Jumat, 20 April 2012

“Dan, Air Mata Irwandi pun Menetes...”


“KITA ngobrol di sana saja,” kata Irwandi Yusuf kepada saya. Bersama, kami melangkah menuju payung hijau di tepi kolam renang rumahnya di Lamprit, Banda Aceh. Ada empat kursi di sana. Payung masih tertutup, Gubernur Aceh ini membuka sendiri payung, kami duduk di bawahnya. Ini adalah pertemuan saya yang kedua dengan pria berkacamata yang akrab disapa Tengku Agam. Saya teringat, hampir lima tahun silam saya pernah ngobrol dengannya di Hotel Mulia, Jakarta, setelah dia terpilih menjadi Gubernur Aceh.

Hari itu, Jumat 16 September 2011. Terik matahari yang cerah bak mencubit kulit. Terasa gerah. Ditambah lagi rasa kaku duduk di sebelah pria berbaju biru ini. Tak enak juga saat melihatnya meninggalkan para tamu. Sebagai orang nomor satu di Aceh tentu setiap hari banyak yang datang ke tempatnya.

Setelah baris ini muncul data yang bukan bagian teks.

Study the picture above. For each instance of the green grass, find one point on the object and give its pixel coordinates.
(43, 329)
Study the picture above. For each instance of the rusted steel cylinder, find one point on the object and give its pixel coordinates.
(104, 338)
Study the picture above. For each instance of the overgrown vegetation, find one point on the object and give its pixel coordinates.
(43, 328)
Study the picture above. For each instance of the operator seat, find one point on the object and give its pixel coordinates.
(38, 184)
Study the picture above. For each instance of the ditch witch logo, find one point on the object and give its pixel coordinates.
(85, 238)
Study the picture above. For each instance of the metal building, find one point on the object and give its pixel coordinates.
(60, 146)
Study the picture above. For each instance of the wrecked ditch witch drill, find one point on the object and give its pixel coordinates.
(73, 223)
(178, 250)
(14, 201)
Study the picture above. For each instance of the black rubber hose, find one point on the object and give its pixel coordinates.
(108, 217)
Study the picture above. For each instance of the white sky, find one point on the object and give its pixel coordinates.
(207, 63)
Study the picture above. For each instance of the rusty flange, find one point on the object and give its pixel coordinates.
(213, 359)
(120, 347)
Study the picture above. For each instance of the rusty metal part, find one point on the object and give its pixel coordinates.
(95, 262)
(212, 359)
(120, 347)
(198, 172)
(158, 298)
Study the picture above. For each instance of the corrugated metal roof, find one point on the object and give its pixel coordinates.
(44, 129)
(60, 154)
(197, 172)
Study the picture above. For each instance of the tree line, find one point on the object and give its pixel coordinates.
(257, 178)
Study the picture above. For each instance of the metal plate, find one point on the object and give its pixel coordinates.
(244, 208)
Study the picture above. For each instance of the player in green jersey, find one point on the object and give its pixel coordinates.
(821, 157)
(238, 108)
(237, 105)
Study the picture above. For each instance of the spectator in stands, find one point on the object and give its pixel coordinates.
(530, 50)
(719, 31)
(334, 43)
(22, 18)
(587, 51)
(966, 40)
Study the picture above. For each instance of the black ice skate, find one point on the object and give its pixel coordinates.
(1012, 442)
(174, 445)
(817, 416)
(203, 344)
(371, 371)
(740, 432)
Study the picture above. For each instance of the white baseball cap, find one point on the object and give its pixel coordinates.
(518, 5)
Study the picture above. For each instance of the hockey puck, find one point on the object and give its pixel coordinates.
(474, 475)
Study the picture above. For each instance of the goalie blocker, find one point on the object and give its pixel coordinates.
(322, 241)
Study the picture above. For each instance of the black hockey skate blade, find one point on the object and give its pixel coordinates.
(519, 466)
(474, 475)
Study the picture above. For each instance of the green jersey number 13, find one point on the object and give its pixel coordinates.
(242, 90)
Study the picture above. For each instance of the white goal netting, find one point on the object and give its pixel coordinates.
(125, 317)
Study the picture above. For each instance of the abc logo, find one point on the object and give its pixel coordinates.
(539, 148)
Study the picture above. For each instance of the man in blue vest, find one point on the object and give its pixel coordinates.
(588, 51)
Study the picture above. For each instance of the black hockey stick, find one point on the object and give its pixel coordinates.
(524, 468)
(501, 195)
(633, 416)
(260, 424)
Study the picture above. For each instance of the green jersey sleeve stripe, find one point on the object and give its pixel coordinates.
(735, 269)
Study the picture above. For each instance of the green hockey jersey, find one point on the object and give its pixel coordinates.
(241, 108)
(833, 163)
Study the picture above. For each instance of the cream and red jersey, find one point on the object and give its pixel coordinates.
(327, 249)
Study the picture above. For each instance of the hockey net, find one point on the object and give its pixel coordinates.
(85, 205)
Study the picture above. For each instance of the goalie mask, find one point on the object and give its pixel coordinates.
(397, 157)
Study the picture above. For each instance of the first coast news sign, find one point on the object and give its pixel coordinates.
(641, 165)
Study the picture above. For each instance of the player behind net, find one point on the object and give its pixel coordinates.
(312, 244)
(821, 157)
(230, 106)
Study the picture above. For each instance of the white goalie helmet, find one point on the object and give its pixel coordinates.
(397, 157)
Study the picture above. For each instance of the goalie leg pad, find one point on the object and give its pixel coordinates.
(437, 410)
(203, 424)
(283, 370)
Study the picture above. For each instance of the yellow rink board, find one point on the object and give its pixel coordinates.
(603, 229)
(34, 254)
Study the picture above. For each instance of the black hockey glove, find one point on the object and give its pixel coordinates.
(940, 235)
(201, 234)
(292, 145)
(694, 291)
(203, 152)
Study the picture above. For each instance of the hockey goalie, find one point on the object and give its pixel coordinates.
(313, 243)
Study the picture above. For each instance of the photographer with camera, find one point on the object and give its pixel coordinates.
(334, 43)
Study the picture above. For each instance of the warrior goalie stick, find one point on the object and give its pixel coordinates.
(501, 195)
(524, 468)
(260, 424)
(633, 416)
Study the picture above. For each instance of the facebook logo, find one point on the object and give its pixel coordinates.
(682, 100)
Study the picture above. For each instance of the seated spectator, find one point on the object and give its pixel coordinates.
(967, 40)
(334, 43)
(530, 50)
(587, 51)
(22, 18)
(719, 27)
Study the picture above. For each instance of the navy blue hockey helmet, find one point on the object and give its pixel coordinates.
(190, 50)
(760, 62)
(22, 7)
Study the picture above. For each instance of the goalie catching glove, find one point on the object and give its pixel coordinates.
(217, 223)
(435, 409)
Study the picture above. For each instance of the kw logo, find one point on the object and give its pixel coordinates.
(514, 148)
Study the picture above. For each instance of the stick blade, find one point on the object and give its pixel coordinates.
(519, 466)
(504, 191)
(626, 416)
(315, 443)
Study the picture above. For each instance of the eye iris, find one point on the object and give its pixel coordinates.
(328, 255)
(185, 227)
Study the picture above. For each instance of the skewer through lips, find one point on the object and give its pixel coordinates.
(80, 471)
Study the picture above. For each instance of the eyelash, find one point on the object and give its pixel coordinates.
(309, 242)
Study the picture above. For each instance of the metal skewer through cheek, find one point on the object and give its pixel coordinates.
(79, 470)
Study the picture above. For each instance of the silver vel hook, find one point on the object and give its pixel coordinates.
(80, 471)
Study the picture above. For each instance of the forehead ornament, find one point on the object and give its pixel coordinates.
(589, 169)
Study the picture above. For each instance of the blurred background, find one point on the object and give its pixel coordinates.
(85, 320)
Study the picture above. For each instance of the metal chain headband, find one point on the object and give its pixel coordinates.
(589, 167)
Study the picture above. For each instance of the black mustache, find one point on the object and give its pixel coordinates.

Salah satu tamu yang saya hafal wajahnya adalah Sofyan Daud, mantan Juru Bicara Gerakan Aceh Merdeka. Soalnya wajahnya sering muncul di media massa. Selain itu, tak satu pun saya mengenalnya. Beberapa pria yang duduk di payung lain, seolah tak berkejap memperhatikan kami. Begitu juga sejumlah pria yang duduk di teras belakang. Sejenak saya merasa terasing di sini.

"Ka ba kupi dan asbak siat keunoe (tolong bawakan kopi dan asbak ke sini)," kata Irwardi kepada seorang petugas. Tak lama, sang petugas datang dengan membawa empat gelas kopi dan dua asbak. Irwandi pun menyulut sebatang Dji Sam Soe dan menyelipkan di bibirnya.

Sejenak kami membisu. Dari balik kacamata, Irwandi melirik saya. Beradu pandang, dan dia tertawa. “Sekarang, saya duduk dan ngobrol dengan kalian hari ini ya,” katanya sambil mengangguk-anggukkan kepala dan tersenyum lebar. Saya memang tak sendiri ke sini, ditemani wartawan The Atjeh Post Yuswardi A. Suud, dan Oki R. Tiba, anak muda yang menjadi Tim Sukses Irwandi.

Lebih sebulan Irwandi Yusuf nyaris puasa bicara. Banyak cerita yang beredar tentang diamnya Gubernur Aceh yang biasanya ceplas-ceplos ini. Pembicaraan berlangsung hangat, sesekali dia menyindir saya yang dinilainya punya hubungan baik dengan Muzakir Manaf, Ketua Umum Partai Aceh, yang menjadi rivalnya pada Pilkada 2011. Tak apa, toh Irwandi masih tetap mau saya wawancarai. Sama halnya dengan Wakil Gubernur Muhammad Nazar yang juga akan maju menjadi calon gubernur, kendati demikian Nazar tetap bersedia saya wawancarai.

Semua pertanyaan itu, tak pernah saya berusaha menyangkalnya. Sebab, memang benar saya memiliki hubungan baik, bahkan dengan ketiga-tiganya. “Begini Bang, yang terpenting sebenarnya bukan dengan siapa saya berhubungan baik, tetapi yang perlu dicermati adalah apa yang kami lakukan sebagai wartawan,” kata saya.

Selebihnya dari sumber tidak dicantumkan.